Yüreğimdeki ince sızı
nereye gizlendin
özledim diyorsam çık
bir gül yaprağına
düşmüş
çiğ tanesidir her sabah
koklanan
gözyaşına benzer
öpüşlerim
unut diyorsam çıkma
eskilerden kalma bir
kitap sayfasıdır
altı çizili satırlarda
gezinir anlamı:
mutluluk da mutsuzluk da
kenidisidir insanın
ve sahip oldukları
sadece parçasıdır
kocaman bir yalanın
(Okan Copkıran)
Can Yoldaşım,
Güneş var ama
ısıtmıyor.

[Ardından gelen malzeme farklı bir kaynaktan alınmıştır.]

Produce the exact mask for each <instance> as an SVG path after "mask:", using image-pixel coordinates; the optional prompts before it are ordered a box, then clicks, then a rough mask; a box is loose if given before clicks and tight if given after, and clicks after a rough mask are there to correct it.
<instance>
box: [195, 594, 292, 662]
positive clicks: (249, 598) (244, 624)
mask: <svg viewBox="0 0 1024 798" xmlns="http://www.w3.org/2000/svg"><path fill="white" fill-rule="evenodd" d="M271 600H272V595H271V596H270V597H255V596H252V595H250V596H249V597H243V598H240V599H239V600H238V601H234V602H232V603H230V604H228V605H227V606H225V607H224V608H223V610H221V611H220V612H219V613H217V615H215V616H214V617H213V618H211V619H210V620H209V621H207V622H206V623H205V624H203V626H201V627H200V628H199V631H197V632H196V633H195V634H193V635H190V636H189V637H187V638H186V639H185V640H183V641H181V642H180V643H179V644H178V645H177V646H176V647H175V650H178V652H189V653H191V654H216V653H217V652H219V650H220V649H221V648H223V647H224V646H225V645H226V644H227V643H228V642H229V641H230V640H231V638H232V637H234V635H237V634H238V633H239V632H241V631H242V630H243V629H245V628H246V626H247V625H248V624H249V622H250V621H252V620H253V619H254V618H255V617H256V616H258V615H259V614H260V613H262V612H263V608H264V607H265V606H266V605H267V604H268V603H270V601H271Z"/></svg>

Pencereden bakınca yazdasın sanıyorsun kendini, öyle
aydınlık bir gün. Ama rüzgarın uğuldayan sesini duyuyorsun,
balkon kapısı hızla çarpıp kapanıyor, çiçekler iki büklüm
olup eğiliyor, koptu kopacak narin gövdeleri. Daha diyorum kar kış
gelmedi, eğilmeyin hemen; acılarda büyüyeceksiniz, umutsuzluğun
toprağında yeşerip açacaksınız renk renk.
(Benim de içim
sızlıyor, yüreğim ayrılacak gibi orta yerinden, bir yanı
sevdiklerimde kalacak, bir yanı ıssız bir köşede; ve hangisi
kanayacak ıssızlığında yanan mı yoksa seslerin ve sözlerin
ortasında ağlayan mı? Yıllar mı, geçip giden zaman mı yoksa
değişen yaşam koşulları mı alıp gidiyor insanın köklerini
toprağından? Gözlerim uçsuz bucaksız zenginliğine değiyor
geride bıraktığın her şeyin. Anlıyorum o zaman nasıl da gün
gün yoksullaştığımı, hep bir yerlerde bırakmışım senden
bana kalan anıları, iyimserliği, yaşama sevincini ve direncini,
iyiliklerin gücünü, boynu bükük savaşmaları; yitireceğimizi
bile bile girdiğimiz, salt onurumuzu korumak için. Bana öyle bakma
sorgulayan ıslak gözlerinle içim sızlıyor çünkü.)
Henüz yağmurlar
başlamadı, gelen mevsim taşınmadı yeni yurduna, gidecek olan
toparlamadı öte berisini. Öylece bir bekleyişin ortasında suspus
olup anlam çıkarıyoruz günlerin ve gecelerin kuyruğunda.